Nel basso medioevo la vittoria di Carlo I d'Angiò, invece, determinò la distruzione di Albe. Gli abitanti del borgo parteggiarono in favore di Corradino: "Re Carlo, quando sappelo, Alve fece guastare. Ca troppo foro presti, fecelo ben pariare. La ecclesia della Victoria in Marsi fece fare. De llà dalle Cappelle, Francisci ce fece stare", narrò Buccio di Ranallo[48]. Negli stessi giorni e per gli analoghi motivi, Carlo, fece distruggere Pietraquaria, sul monte Salviano. Il borgo antico di Pietraquaria aveva tre chiese: S. Maria di Pietraquaria, San Pietro e San Giovanni. Gli abitanti furono costretti a scendere verso Avezzano che raddoppiò, così, il numero degli abitanti (1.200-1.400). Nel 1268, con la vittoria di Carlo D'Angiò su Corradino di Svevia, Avezzano venne elevata a centro di Contado, tuttavia continuò ad essere chiamata in modo inspiegabile "contea di Albe". Agli inizi del Trecento avrà termine il processo aggregativo: in località Pantano, che corrisponderà al centro della città, fu elevata l'importante pieve alla quale faranno capo diversi villaggi e località: San Felice alle Grotte di Claudio nei pressi della Grotta di Ciccio Felice; Castelluccio (o San Lorenzo), nelle adiacenze del monte Salviano; Arrio alle pendici del monte Aria; Cerrito (o San Leonardo) sulla via Consolare (la contemporanea via San Francesco); Vico (o Santa Maria di Vico), nei pressi del vecchio cimitero cittadino; Pescina (o San Nicola), contemporaneo quartiere di San Nicola; Perrate (o Parate) che corrisponde al contemporaneo quartiere di Scalzagallo; San Basilio nei piani Palentini; La Fonte o (San Salvatore), nella contemporanea località di Caruscino; Vicenne o Sant'Andrea, omonimi quartiere, Gagliano (o San Sebastiano), località posta all'altezza all'incrocio fra via XX Settembre e via Garibaldi; Pennerina (o SS. Trinità) in cima alla località Le Mole; Scimino o (San Simeone), nel contemporaneo quartiere della Pulcina; Le Fratte (o San Paolo), intorno alla distrutta chiesa di Santa Maria di Loreto; San Callisto, oltre via Sant'Andrea e lungo strada Circonfucense, infine Casole (o Santa Maria della Casa), nella parte bassa di Caruscino[A 1][49]. La città fu feudo dei Conti dei Marsi, dei Normanni e per un certo periodo degli Svevi.

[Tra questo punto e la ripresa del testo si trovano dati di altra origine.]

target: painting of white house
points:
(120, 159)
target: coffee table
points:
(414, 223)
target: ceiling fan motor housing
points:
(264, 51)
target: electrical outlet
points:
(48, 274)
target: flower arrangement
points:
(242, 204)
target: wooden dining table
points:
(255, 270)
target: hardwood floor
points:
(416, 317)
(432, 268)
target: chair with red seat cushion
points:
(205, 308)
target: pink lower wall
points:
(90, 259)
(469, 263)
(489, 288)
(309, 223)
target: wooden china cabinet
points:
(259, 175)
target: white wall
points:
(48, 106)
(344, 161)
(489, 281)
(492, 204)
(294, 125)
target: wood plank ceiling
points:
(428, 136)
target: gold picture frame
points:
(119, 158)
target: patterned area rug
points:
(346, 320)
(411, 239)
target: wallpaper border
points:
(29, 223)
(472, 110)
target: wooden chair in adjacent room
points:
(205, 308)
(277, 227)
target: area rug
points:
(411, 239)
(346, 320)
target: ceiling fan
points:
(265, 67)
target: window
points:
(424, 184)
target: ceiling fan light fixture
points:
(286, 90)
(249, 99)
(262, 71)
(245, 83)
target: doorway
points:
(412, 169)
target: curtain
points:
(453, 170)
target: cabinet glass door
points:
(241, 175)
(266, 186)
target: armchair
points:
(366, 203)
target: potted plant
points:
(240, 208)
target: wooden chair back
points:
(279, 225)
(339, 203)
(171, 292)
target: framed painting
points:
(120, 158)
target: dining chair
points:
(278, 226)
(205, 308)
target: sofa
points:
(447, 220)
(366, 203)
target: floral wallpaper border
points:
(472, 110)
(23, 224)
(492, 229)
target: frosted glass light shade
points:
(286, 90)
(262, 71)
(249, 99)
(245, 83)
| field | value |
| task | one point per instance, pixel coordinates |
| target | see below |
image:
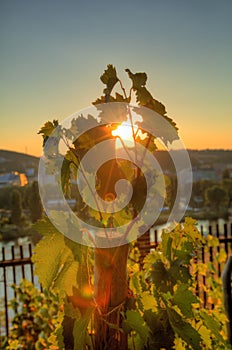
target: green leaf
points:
(167, 245)
(109, 78)
(138, 79)
(135, 322)
(80, 331)
(54, 261)
(48, 128)
(148, 301)
(212, 324)
(184, 329)
(184, 299)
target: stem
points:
(130, 116)
(87, 182)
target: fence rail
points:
(15, 264)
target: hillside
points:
(15, 161)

Francesco I del Balzo, Duca di Andria, nel 1371 saccheggiò e devastò la cittadina di Avezzano, in quanto i suoi abitanti parteggiarono chiaramente in favore di Filippo, principe di Taranto, genero e al contempo nemico del Duca Francesco[50]. In una preziosa pergamena, scritta in latino e risalente al 1441, vengono elencati e descritti usi e costumi dell'epoca, le strade, le contrade, le voci, i vocaboli e addirittura i motivi di una vertenza sorta tra gli abitanti di Luco dei Marsi ed Avezzano relativa al possesso e all'utilizzo dei terreni di "La Penna", località edificata dai romani durante le operazioni di bonifica del Fucino[51].
L'età moderna
Le lotte tra gli Orsini e i Colonna
Nel XV secolo le contee marsicane sono teatro delle lotte tra gli Orsini e i Colonna, potenti famiglie romane. Nella prima metà del 1400 Giovanni Antonio Orsini divenne signore di Avezzano e delle contee di Albe e Tagliacozzo, controllando così tutte le aree ad occidente della Marsica. Con la conquista di Trasacco ebbero inizio gli scontri con i Colonna. Nel 1443, il re di Napoli Alfonso V d'Aragona riconobbe il feudo come proprietà degli Orsini. Alla morte di Giovanni Antonio, non avendo eredi, le due contee passarono al demanio regio per cinque anni[52]. Salito al trono, Ferdinando I, dopo la metà del 1400, confiscò i beni delle contee e vi pose a capo un Capitaneo con incarichi militari, ma anche penali, politici e civili. Durante la prima rivolta dei baroni, gli Orsini si schierarono dalla parte del re mentre i Colonna rimasero neutrali: la speranza di entrambe le famiglie era quella di tornare a possedere Albe e Tagliacozzo. Con la discesa di Giovanni d'Angiò nel 1459, la Marsica tornò ad essere teatro di lotte e continue rivolte. Queste ebbero fine solo grazie agli alleati di Napoli (tra cui Federico da Montefeltro), i quali cacciarono gli angioini e conquistarono Avezzano[53]. Qualche anno più tardi, allontanato definitivamente il generale angioino Jacopo Piccinino, Roberto Orsini tornò a regnare sul territorio di Avezzano ed Albe. Alla sua morte, tuttavia, i Colonna fecero partire di nuovo le ostilità per la riconquista dei feudi. Albe fu infine venduta a Fabrizio Colonna dal re che necessitava di denaro per riconquistare Otranto dai turchi, nel 1480. Re Ferdinando I alla luce dell'appoggio degli Orsini a Papa Sisto IV nella guerra con Venezia contro Ferrara, espulse la famiglia dal regno e donò Tagliacozzo ai Colonna.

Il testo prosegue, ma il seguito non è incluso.